Reviews

The Enchantress of Florence

Salman Rushdie
Jonathan Cape, 368pp

The Enchantress of FlorenceSalman Rushdie’s tenth novel is another extravagant, mischievous epic that mediates between east and west, this time in a story of bloody sixteenth-century power struggles that travels between Renaissance Italy and the Mughal Empire. The Enchantress of Florence is a daring blend of dense history, magic-tinged fable and twenty-first century allegory. Rushdie’s slippery protagonist, whose host of names include ‘Mogor dell’Amore’ and Niccolò Vespucci, is a charismatic, unreliable and possibly deluded story-teller. The plot, which pivots on the outrageous claims of this charming gatecrasher in the palace of Emperor Akbar, is busy with political machination, philosophical rumination and religious debate. The narrative celebrates the notion that, in its own words, the ‘visionary, revelatory dream-poetry of the quotidian not yet been crushed by blinkered, prosy fact’. You might like to know that it has lots of rude bits too.

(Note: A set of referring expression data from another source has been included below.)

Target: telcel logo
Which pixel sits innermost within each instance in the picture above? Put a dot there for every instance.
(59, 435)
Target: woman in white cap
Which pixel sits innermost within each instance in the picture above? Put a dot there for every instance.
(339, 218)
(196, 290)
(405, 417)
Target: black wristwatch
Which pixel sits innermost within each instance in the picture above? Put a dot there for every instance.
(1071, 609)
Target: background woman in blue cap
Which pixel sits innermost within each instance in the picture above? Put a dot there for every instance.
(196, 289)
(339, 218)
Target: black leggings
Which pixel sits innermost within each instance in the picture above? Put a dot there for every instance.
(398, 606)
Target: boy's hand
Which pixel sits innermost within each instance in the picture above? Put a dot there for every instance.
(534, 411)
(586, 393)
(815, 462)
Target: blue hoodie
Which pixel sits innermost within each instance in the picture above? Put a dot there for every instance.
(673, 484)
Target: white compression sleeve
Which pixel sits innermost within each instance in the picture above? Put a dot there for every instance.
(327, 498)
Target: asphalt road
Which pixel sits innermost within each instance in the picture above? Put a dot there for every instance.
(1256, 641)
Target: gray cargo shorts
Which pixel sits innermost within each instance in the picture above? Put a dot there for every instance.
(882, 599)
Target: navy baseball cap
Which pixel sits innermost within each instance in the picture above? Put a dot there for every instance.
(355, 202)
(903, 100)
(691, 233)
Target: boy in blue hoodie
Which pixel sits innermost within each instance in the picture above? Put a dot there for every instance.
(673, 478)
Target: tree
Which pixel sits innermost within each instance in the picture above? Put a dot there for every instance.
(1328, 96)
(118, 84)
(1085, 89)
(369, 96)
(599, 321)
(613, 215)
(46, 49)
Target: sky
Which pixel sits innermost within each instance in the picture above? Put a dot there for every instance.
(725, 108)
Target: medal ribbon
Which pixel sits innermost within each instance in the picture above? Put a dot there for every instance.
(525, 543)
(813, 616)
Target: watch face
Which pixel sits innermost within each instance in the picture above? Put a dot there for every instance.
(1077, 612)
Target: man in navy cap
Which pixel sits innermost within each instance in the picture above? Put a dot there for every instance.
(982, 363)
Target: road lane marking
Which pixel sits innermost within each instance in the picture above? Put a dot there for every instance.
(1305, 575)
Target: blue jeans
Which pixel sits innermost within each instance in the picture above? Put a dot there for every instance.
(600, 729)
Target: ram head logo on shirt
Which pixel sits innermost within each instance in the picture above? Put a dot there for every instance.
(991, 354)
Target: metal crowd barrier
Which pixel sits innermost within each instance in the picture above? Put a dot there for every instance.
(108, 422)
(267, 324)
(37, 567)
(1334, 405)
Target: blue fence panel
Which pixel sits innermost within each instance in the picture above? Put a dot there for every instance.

Rushdie, who describes himself as ‘a wholly secular person’, may also be the most intensely theological of contemporary British novelists. Unlike some of his literary peers and fellow unbelievers, the author of Midnight’s Children frequently writes about faith with vivid imaginative sympathy rather than contempt. Rushdie is no stranger to what Emperor Akbar, who Rushdie casts in the novel as a secretly sceptical ruler, names ‘the quarrel over God’. Indeed, despite the best efforts of gossip columnists more interested in the details of his private life, it is difficult to write about the novelist without reference to the fatwa that was declared against him on 14 February 1989 by Ayatollah Khomeini of Iran. This spiritually sanctioned death threat, imposed because Rushdie’s fourth novel, The Satanic Verses, was regarded as blasphemous in its representation of the prophet Muhammad, has come to symbolize rivalry between artistic freedom and religious authority in the modern world. High-profile Christian advocates for the novel have been few – indeed, many defenders of free speech are still uncertain how to address the practical issues of religious offence that it provoked – but Rushdie’s concerns demand serious evaluation by all people of faith. In a defence of his novel, entitled ‘Is Nothing Sacred?’, written at the height of the scandal (and delivered as a public lecture by Harold Pinter in 1990), Rushdie coolly observed that ‘whereas religion seeks to privilege one language above all others . . . the novel has always been about the way in which different languages, values and narratives quarrel’.

The Enchantress of Florence, which has Muslim, Hindu, Roman Catholic and Protestant characters, returns to Rushdie’s recurrent theme of religious competition and rivalry. In one brutal episode, a serene rival ruler, ready to be slain by the emperor, makes an unusual proclamation of faith. ‘In Paradise, the words worship and argument mean the same thing . . . In the House of God all voices are free to speak as they choose’. The ‘house of adoration . . . where everything could be said by anyone on any subject, including the non-existence of God and the abolition of kings’ created in the novel by the semi-penitent emperor after this execution of the (entirely fictional) Rana of Cooch Naheen is apparently inspired by a real structure that the historical Akbar had built to house such debate. Yet this ‘place of disputation’ also seems to serve an allegorical function as a celebration of art itself, and specifically, the novel, a form that thrives on lively (rather than malicious or violent) spiritual difference. The novel’s shamelessly erotic dimension – the Emperor making love to an ideal, but entirely imaginary wife, for example – far from being mere titillation is part of a more ambitious exploration of difference, sensuality and the sacred.

If Rushdie has any kind of agenda, it is a commitment to hybridity, difference and pluralism. These ideas are easy to caricature as the daydream of godless liberalism, but who amongst us has been tested, persecuted even, as Rushdie has, for robustly defending our own faith?